In the navigation pane, click Data, then click the name of the Dataset to change.
-
To add files, click Upload files.
-
To delete files, select the files to delete, then click Delete Selected Items.
-
To rename the Dataset, click Rename Dataset, enter the new name, then click Rename.
Before deleting a file with a special character like a backslash () in its name, you need to rename it first. You can use a tilde (~) or colon (:) anywhere in a filename, except at the beginning. If the file that you want to delete has a tilde or colon at the beginning of its name, rename it.
Rename files and folders
You can change the name of the latest version of a file or folder in a Dataset. Domino also does not rename files or folders in snapshots.
Warning
| You must update references to the original file or folder. If you don’t, your Project might not work. For example, you might see inconsistencies in text files and documentation. |
-
Go to a Project that uses a Dataset.
-
In the navigation pane, click Data.
-
To rename the file or folder, go to the end of the row and click the three vertical dots.
-
Click Rename.
-
In the Rename window, enter the New Name and click Rename.

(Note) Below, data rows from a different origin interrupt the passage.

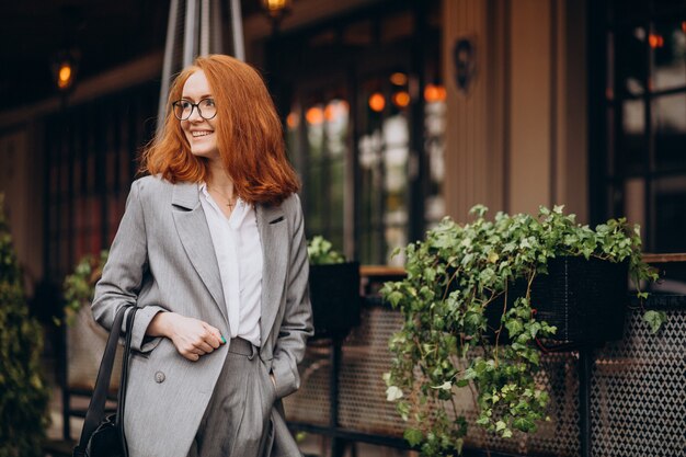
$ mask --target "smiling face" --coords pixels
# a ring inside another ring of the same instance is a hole
[[[205,72],[198,70],[191,75],[183,84],[182,100],[193,104],[199,104],[199,110],[213,104],[207,99],[213,98],[209,82],[205,77]],[[181,128],[191,145],[191,152],[197,157],[205,157],[210,160],[219,159],[219,149],[217,147],[217,135],[215,133],[217,117],[205,119],[201,116],[197,106],[191,107],[193,112],[191,116],[181,121]],[[207,110],[206,110],[207,111]],[[207,116],[207,113],[203,115]]]

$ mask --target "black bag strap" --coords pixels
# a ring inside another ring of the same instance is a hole
[[[118,416],[119,412],[124,412],[124,399],[126,397],[126,378],[128,375],[128,356],[132,349],[132,333],[134,328],[134,316],[136,315],[137,307],[134,305],[125,305],[117,311],[112,329],[110,330],[110,336],[107,338],[107,345],[105,352],[100,362],[100,368],[98,369],[98,380],[95,381],[95,389],[93,396],[88,405],[88,412],[85,413],[85,420],[83,422],[83,429],[81,430],[81,438],[79,445],[75,449],[75,456],[83,455],[88,446],[88,442],[91,435],[105,415],[105,402],[107,401],[107,390],[110,388],[110,379],[112,378],[112,368],[114,366],[114,356],[116,355],[116,347],[119,335],[122,333],[122,322],[126,310],[130,309],[126,319],[126,344],[124,346],[124,354],[122,359],[122,377],[119,379],[119,391],[117,395],[117,425],[121,426],[122,433],[124,427],[122,426],[122,419]]]

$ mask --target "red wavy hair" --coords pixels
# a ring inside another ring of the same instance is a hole
[[[260,73],[224,55],[198,57],[174,80],[162,132],[144,150],[140,170],[175,182],[208,182],[206,158],[195,157],[171,104],[191,75],[204,71],[217,105],[217,146],[233,191],[250,204],[279,204],[299,188],[286,157],[283,127]]]

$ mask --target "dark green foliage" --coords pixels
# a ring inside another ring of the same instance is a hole
[[[458,404],[462,393],[473,398],[476,423],[502,437],[535,432],[537,422],[547,419],[549,393],[535,378],[536,339],[557,329],[536,319],[530,289],[537,275],[547,274],[549,260],[628,261],[637,287],[656,279],[641,260],[639,228],[624,218],[591,229],[561,206],[541,207],[538,217],[499,213],[487,220],[483,206],[472,213],[473,222],[445,219],[425,240],[409,244],[407,277],[381,289],[404,319],[390,340],[387,399],[408,422],[405,439],[427,457],[461,453],[467,434]],[[506,306],[508,285],[516,279],[526,281],[525,295]],[[489,307],[499,307],[495,316],[501,316],[494,338],[488,338]],[[653,311],[645,316],[653,331],[664,318]]]
[[[42,349],[42,329],[28,316],[0,195],[0,457],[42,455],[48,401]]]

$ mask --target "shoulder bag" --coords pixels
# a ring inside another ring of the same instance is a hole
[[[130,312],[126,313],[126,310]],[[73,457],[128,457],[126,437],[124,436],[124,405],[126,403],[126,380],[128,378],[128,358],[132,352],[132,333],[137,307],[123,306],[114,318],[107,345],[103,354],[95,389],[88,405],[81,438],[73,449]],[[117,341],[122,332],[122,322],[126,315],[126,336],[122,357],[122,377],[117,393],[116,413],[105,416],[107,388],[112,377],[112,367],[116,354]]]

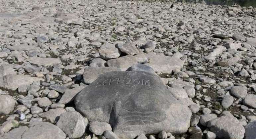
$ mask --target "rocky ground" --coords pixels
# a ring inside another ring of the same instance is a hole
[[[256,138],[255,8],[35,1],[0,4],[0,139]]]

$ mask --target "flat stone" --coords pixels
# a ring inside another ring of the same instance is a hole
[[[89,130],[96,135],[100,135],[105,131],[112,131],[112,128],[107,122],[94,121],[89,124]]]
[[[243,103],[250,108],[256,109],[256,95],[251,94],[246,95]]]
[[[66,112],[60,115],[56,125],[70,138],[80,138],[85,132],[88,123],[76,112]]]
[[[221,101],[222,107],[225,108],[229,107],[234,102],[234,98],[230,95],[226,95],[223,97]]]
[[[66,110],[63,108],[58,108],[54,109],[50,109],[49,111],[41,114],[39,116],[45,118],[47,121],[54,123],[57,121],[59,116],[62,114],[66,112]]]
[[[242,139],[244,128],[233,116],[222,116],[210,120],[207,127],[218,138],[223,139]]]
[[[121,52],[128,55],[134,55],[139,52],[135,44],[131,41],[128,41],[117,47]]]
[[[97,79],[102,74],[113,71],[120,70],[120,69],[116,67],[85,67],[84,70],[84,81],[85,83],[89,84]]]
[[[142,71],[154,74],[154,70],[150,67],[140,63],[133,65],[128,68],[126,71]]]
[[[66,91],[69,90],[69,89],[67,87],[61,86],[58,84],[51,85],[50,86],[50,88],[62,94],[64,94],[64,92]]]
[[[101,46],[99,53],[102,59],[105,60],[117,58],[120,56],[121,52],[113,44],[106,43]]]
[[[19,87],[32,84],[33,82],[43,81],[44,79],[29,75],[9,74],[3,77],[0,80],[0,86],[7,89],[15,90]]]
[[[29,51],[40,49],[40,48],[38,47],[28,45],[14,45],[8,47],[7,48],[11,51]]]
[[[1,137],[3,139],[65,139],[66,135],[56,126],[48,122],[31,122],[28,127],[15,128]]]
[[[245,127],[245,139],[255,139],[256,138],[256,121],[249,122]]]
[[[77,95],[75,103],[89,120],[109,122],[120,138],[162,131],[184,133],[192,115],[159,78],[142,71],[101,74]]]
[[[120,68],[122,71],[126,71],[133,65],[137,63],[136,58],[130,55],[108,61],[108,65],[109,67]]]
[[[53,64],[61,64],[61,61],[57,58],[40,58],[34,57],[27,59],[29,63],[37,65],[43,66],[46,67],[52,67]]]
[[[238,98],[244,98],[247,95],[247,88],[246,86],[234,86],[230,90],[231,95]]]
[[[145,64],[152,68],[157,73],[170,74],[174,70],[180,70],[184,65],[184,62],[176,57],[160,56],[153,53],[146,55],[149,61]]]
[[[0,116],[8,115],[13,111],[16,103],[16,101],[10,95],[0,95]]]
[[[85,86],[82,85],[66,91],[59,101],[58,103],[66,104],[71,102],[74,100],[76,95],[85,87]]]

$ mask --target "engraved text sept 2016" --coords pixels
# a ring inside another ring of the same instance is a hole
[[[117,78],[106,79],[103,81],[97,82],[99,86],[102,85],[110,85],[112,84],[132,84],[134,85],[142,85],[150,86],[151,84],[149,80],[142,79],[132,79],[130,78]]]

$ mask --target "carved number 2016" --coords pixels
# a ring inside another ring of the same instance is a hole
[[[122,81],[123,80],[123,82]],[[120,78],[107,79],[102,82],[98,82],[97,84],[99,85],[110,85],[113,83],[119,84],[121,83],[124,83],[125,84],[134,84],[135,85],[144,85],[147,86],[150,86],[151,84],[149,80],[145,80],[144,79],[132,79],[131,78],[127,78],[123,80]]]

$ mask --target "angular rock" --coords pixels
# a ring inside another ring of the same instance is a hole
[[[89,124],[89,130],[95,135],[100,135],[105,131],[112,131],[112,128],[110,124],[106,122],[94,121]]]
[[[46,67],[52,67],[53,64],[61,64],[61,61],[57,58],[40,58],[34,57],[27,59],[29,63],[38,66],[43,66]]]
[[[32,84],[33,82],[44,81],[41,78],[31,77],[29,75],[9,74],[4,76],[0,80],[0,86],[7,89],[15,90],[19,87]]]
[[[80,92],[85,87],[84,86],[82,85],[66,91],[64,94],[61,97],[61,98],[58,102],[58,103],[66,104],[71,102],[74,100],[76,95]]]
[[[108,61],[108,65],[109,67],[120,68],[122,71],[126,71],[129,67],[137,63],[136,58],[130,55]]]
[[[126,42],[123,45],[118,46],[118,48],[122,52],[128,55],[134,55],[139,52],[135,44],[131,41]]]
[[[226,95],[223,97],[221,101],[222,107],[225,108],[229,107],[233,104],[234,98],[230,95]]]
[[[115,67],[85,67],[84,70],[84,81],[85,83],[90,84],[97,79],[100,74],[113,71],[120,71],[120,69]]]
[[[99,53],[102,59],[105,60],[117,58],[120,56],[121,52],[113,44],[106,43],[101,46]]]
[[[45,118],[47,121],[49,121],[52,123],[57,121],[59,118],[59,116],[62,114],[66,112],[65,109],[58,108],[55,109],[51,109],[39,115],[39,116]]]
[[[245,139],[255,139],[256,138],[256,121],[248,123],[245,127]]]
[[[66,112],[60,115],[56,125],[69,138],[78,138],[85,132],[88,123],[79,113]]]
[[[246,86],[233,86],[230,92],[231,95],[238,98],[244,98],[247,94]]]
[[[244,128],[233,116],[222,116],[209,121],[207,127],[217,137],[223,139],[242,139]]]
[[[243,99],[243,103],[250,108],[256,109],[256,95],[250,94],[246,95]]]
[[[156,55],[150,53],[146,55],[149,62],[145,64],[152,68],[158,73],[171,73],[174,70],[180,70],[184,62],[176,57]]]
[[[142,71],[154,74],[155,71],[151,67],[140,63],[135,64],[128,68],[126,71]]]
[[[162,131],[184,133],[192,115],[158,76],[142,71],[102,74],[77,95],[75,103],[89,120],[109,122],[121,138]]]
[[[8,115],[13,111],[16,103],[10,95],[0,95],[0,115]]]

If you have data in an external source from which you want to periodically fetch and load into Domino, you can set up scheduled jobs to write to Datasets.
Suppose you have data stored in an external Data Source that is periodically updated. If you wanted to fetch the latest state of that file once a week and load it into a Domino Dataset, you could set up a scheduled Run:
-
Create a Dataset to store the data from the external source.
-
Write a script that fetches the data and writes it to the Dataset.
-
Create a scheduled Job to run your script with the new Dataset configuration.
The following is a detailed example showing how to fetch a large, dynamic data file from a private S3 bucket with a scheduled Run once a week.
-
Create a Dataset to hold the file. This example shows the Dataset named
fetched-from-s3
.For this example, assume the S3 bucket is named
my_bucket
and the file you want is namedsome_data.csv
. You can set up your script like this:fetch-data.pyimport boto3 import io # Create new S3 client client = boto3.client('s3') # Download some_data.csv from my_bucket and write to latest-S3 output mount file = client.download_file('my_bucket', 'some_data.csv', '/domino/datasets/fetched-from-s3/some_data.csv')
-
Set up a scheduled Job that executes this script once a week with the correct Dataset configuration.